Abstract

The Nova subsea oilfield development is located in the Norwegian sector of the Northern North Sea and will be developed with 3 oil-producer / water-injector pairs. Two of the production wells will be open hole horizontal wells of moderate length (400 – 1000 m) completed with sand screens equipped with ICDs (inflow control devices) to facilitate the best possible clean-up and to optimize inflow distribution.

The injection of filtered and treated seawater has been selected for reservoir pressure support. Despite the relatively low Barium content (<70 mg/L) in the formation water, sulphate scaling is expected to appear in the production wells once injection water breakthrough occurs. In order to maintain well productivity, periodic successfully placed scale squeezes are essential.

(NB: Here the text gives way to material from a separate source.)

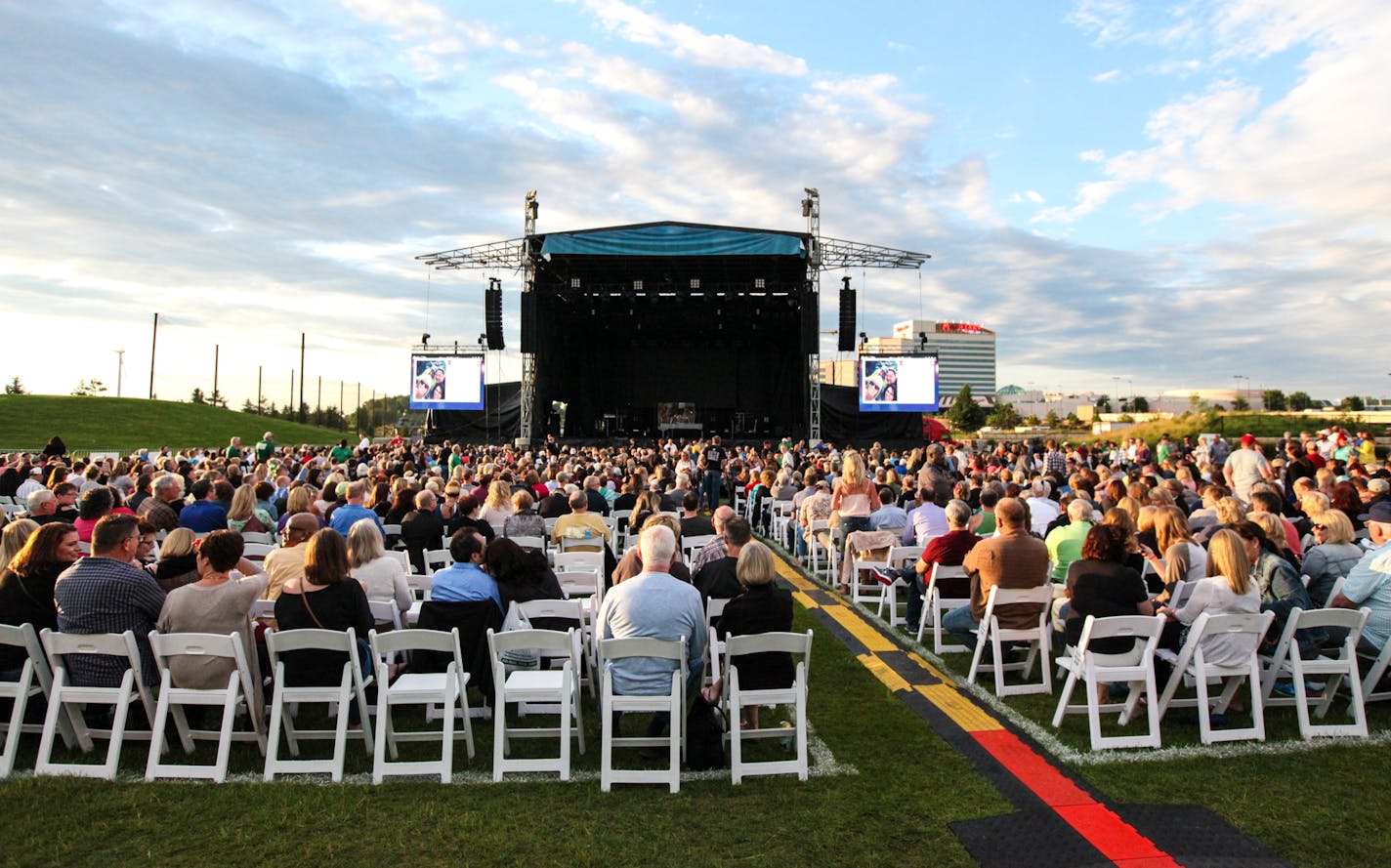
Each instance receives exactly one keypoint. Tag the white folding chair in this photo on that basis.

As the horizontal wells are completed across multiple reservoir segments in the same layer, uncertainties in fault transmissibility and water injector connectivity may result in variation of pressure along the well, thereby complicating squeeze placement. Traditionally, variation in rate and fluid viscosity have been applied to improve placement of scale inhibitor in the higher-pressure layers connected to the water injector. Chemical vendor simulations indicated that for a pressure variation below 5 bar adequate placement could be achieved with non-Newtonian fluids, however for higher differential pressures significant portions of the well would go untreated.

The Nova sand screens are equipped with inflow control devices designed to allow the best possible clean-up after drilling and optimize inflow during production by distribution of drawdown and limiting of annular flow. The idea of using the same principles for scale squeeze was difficult to prove due to limitations in vendor placement software and other industry standard modelling packages not being able to model the combination of ICDs and non-Newtonian fluids.

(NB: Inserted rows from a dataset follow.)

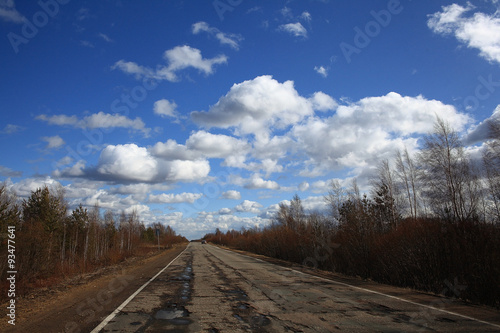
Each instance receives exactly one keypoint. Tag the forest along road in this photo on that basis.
(208, 289)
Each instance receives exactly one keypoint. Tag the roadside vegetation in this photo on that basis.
(52, 244)
(430, 222)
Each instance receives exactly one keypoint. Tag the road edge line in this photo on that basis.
(131, 297)
(372, 291)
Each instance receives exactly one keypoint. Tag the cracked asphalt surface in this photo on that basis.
(208, 289)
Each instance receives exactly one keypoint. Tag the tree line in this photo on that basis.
(52, 243)
(430, 221)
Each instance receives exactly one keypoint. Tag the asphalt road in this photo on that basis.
(208, 289)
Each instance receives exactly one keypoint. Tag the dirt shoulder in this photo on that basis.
(428, 300)
(82, 304)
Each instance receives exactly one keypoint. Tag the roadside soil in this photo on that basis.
(80, 304)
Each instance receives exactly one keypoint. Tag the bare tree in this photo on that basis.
(385, 191)
(491, 160)
(406, 172)
(335, 198)
(449, 181)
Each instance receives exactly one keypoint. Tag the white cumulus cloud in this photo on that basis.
(295, 29)
(480, 31)
(178, 58)
(231, 40)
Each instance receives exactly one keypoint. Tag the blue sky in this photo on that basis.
(205, 114)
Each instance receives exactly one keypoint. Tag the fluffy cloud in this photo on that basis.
(256, 182)
(7, 172)
(480, 31)
(130, 163)
(361, 133)
(53, 142)
(178, 58)
(321, 70)
(202, 144)
(231, 195)
(481, 132)
(248, 206)
(97, 120)
(165, 108)
(11, 129)
(295, 29)
(253, 106)
(231, 40)
(174, 198)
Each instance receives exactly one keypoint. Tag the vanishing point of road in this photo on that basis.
(209, 289)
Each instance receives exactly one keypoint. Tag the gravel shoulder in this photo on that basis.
(80, 304)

Computational Fluid Dynamics (CFD) on the other hand can simulate various factors that could influence the placement of scale inhibitors along the well length. Factors such as Newtonian versus non-Newtonian scale inhibitors, different reservoir pressure profile, ICD nozzle sizes and different well completions. This is all possible because CFD is largely based on physics and rigorous geometry, which is a significant step forward compared to the industry-standard scale squeeze placement software (Byrne 2010, 2011, 2014).

Application of a computational fluid dynamics well model has provided confidence that the combination of non-Newtonian fluids and production ICDs would allow scale squeeze placement along the whole reservoir interval despite significant pressure variations across it.